Students Get Sobering Look at Drunken Driving

Gruesome crash re-enacted on high school parking lot.

It was a horrific scene, but one that school administrators at St. Patrick High School believed its students needed to see.

Complete with police cars, fire trucks, sirens and a sound track of screaming and confusion, the aftermath of a drunken driving accident played out in the parking lot of the Northwest side boy's school Tuesday morning.

"I think our best defense about alcohol is to educate our kids,” said Brother Konrad Diebold, the school’s president.

Organizer Jennifer Bleicher said what sets this demonstration apart from similar staged crashes around the country is that the students get to see their classmates involved in the carnage of a crash.

"It shows how one little mistake can wind up with such a horrible, horrible end," she said.

The recreation is part of a weeklong series of alcohol awareness events at the high school, which holds its prom this Saturday.

During Tuesday's event, students got to hear from Chris Sandy, a convicted drunk driver who spent 13 years in Georgia prisons for a crash that killed two senior citizens.

Sandy recalled waking up from the crash trapped in the front seat of his mangled car.

"When I heard the words 'There is a fatality on the scene,'" he said, "That’s when I knew I’d killed someone."

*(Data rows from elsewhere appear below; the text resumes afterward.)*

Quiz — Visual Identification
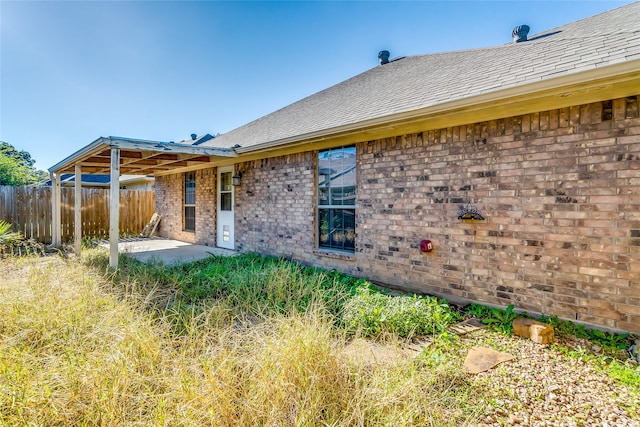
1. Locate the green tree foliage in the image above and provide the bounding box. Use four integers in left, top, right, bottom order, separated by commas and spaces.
0, 141, 47, 185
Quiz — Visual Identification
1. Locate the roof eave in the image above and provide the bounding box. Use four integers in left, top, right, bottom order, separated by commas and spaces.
235, 59, 640, 154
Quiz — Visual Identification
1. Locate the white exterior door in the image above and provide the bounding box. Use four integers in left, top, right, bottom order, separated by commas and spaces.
216, 166, 235, 249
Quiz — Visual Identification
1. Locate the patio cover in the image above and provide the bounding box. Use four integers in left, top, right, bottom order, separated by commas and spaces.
49, 136, 238, 268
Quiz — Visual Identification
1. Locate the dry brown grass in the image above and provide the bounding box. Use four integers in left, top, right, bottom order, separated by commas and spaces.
0, 257, 480, 426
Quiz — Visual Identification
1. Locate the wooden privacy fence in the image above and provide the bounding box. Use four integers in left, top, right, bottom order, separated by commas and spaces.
0, 186, 156, 243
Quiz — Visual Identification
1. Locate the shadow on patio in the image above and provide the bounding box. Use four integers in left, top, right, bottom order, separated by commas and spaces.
100, 238, 238, 265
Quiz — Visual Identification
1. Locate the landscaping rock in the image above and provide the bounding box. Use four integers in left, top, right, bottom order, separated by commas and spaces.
513, 317, 554, 344
464, 347, 515, 374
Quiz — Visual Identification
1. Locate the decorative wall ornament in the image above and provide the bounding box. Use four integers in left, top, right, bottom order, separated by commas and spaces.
458, 203, 484, 221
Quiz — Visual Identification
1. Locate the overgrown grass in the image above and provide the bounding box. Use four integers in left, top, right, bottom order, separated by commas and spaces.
0, 251, 474, 426
0, 249, 637, 426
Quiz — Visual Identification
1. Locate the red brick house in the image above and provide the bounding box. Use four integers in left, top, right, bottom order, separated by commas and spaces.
52, 3, 640, 332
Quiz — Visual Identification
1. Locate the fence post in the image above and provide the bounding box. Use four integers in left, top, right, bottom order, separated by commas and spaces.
73, 163, 82, 256
109, 148, 120, 269
49, 172, 62, 248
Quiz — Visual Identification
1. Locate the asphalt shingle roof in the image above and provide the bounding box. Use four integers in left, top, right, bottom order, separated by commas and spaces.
202, 2, 640, 148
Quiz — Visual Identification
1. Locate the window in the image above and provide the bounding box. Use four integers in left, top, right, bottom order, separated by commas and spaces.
184, 172, 196, 231
318, 147, 356, 252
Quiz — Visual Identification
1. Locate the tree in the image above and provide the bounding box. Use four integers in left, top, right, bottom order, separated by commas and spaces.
0, 141, 47, 185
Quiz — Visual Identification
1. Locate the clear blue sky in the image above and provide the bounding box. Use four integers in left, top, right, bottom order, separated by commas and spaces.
0, 0, 631, 169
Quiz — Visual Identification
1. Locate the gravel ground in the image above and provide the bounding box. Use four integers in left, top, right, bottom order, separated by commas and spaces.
460, 330, 640, 427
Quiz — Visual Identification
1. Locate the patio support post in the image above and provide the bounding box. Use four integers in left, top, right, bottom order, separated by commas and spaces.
73, 163, 82, 256
49, 172, 62, 248
109, 148, 120, 269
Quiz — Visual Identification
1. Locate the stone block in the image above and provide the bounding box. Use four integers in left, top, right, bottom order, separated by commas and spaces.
513, 317, 554, 344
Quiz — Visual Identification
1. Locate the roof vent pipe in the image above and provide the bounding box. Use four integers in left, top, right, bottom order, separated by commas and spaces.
511, 25, 529, 43
378, 50, 391, 65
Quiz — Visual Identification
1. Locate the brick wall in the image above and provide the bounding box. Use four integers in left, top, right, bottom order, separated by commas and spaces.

Students seemed to get the message.

"I think a presentation like this got through to just about everybody," said senior Matt Garcia.  "You can see what happens even though you think it won’t happen to you." 

Junior Mike Lucas said he was taken aback not by the crash itself, but the legal and emotional difficulties that follow.

"It’s shocking," he said, to see what survivors go through.

Some have criticized the graphic nature of the drunk-driving re-enactments, but St. Francis Hospital emergency room physician Halleh Akbarnia says they can't be graphic enough.

"If this reaches just three or four people, that’s three or four we won’t have to treat or families we won’t have to give bad news to," Akbarnia said.

St. Patrick has tested its student for drug use since 2004.